Ensemble methods are usually broken into two categories :

parallel methods , where the models that make up the building blocks of the larger methods are generated independent of each other. (i.e. they can be trained / generated as trivially parallel problems applied to the data set.)

sequential methods, where the learners are generated in a sequential order and are dependent on each other. (i.e they can only be trained one at a time, as the next model will require information from the training upstream of it.)
The random forest algorithm relies on a parallel ensemble method called bagging to generate its weak classifiers.
Bagging
Bagging is a colloquial term for bootstrap aggregation. Bootstrap aggregation is a method that allows us to decrease the variance of an estimate by averaging multiple estimates that are measured from random sub samples of a population.
Bootstrap Sampling
The first portion of bagging is the application of bootstrap sampling to obtain subsets of the data. These subsets are then fed into one model that will comprise the final ensemble method. This is a straight forward process, given a set of observation data, n observations are selected at random and with replacement to form the sub sample. This subsample is what is then fed into the machine learning algorithm of choice to train the model.
Aggregation
After all of the models have been built, their outputs must be aggregated into a single coherent prediction for the larger model. In the case of a classifier model this is usually just a winner take all strategy, which ever category receives the most votes is the final outcome predicted. In the case of a regression problem a simple average of predicted outcome values is used.
Feature bagging
Feature bagging (or the random subspace method) is a type of ensemble method that is applied to the features (columns) of a data set instead of to the observations (rows). It is used as a method of reducing the correlation between features by training base predictors on random subsets of features instead of the complete feature space each time.

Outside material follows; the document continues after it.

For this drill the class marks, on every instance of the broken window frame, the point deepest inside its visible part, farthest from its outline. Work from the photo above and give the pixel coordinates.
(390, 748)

What does this look like :
A complete set of observations might be graphed as a joy plot and look like this :
The bagging method might then sample this observation repeatedly, creating a series of observations that look like these:
Each of the above distributions would then be fed into a distinct model for training.
The code to generate these plots is available here
Key Points
Ensemble learning is a framework where multiple models decisions are combined to make a decision.
Bootstrapping is a statistical technique where an estimation of a population is estimated by repeatedly sampling and measuring a metric of instance.
Feature bagging is the random selection of features to be used in a model.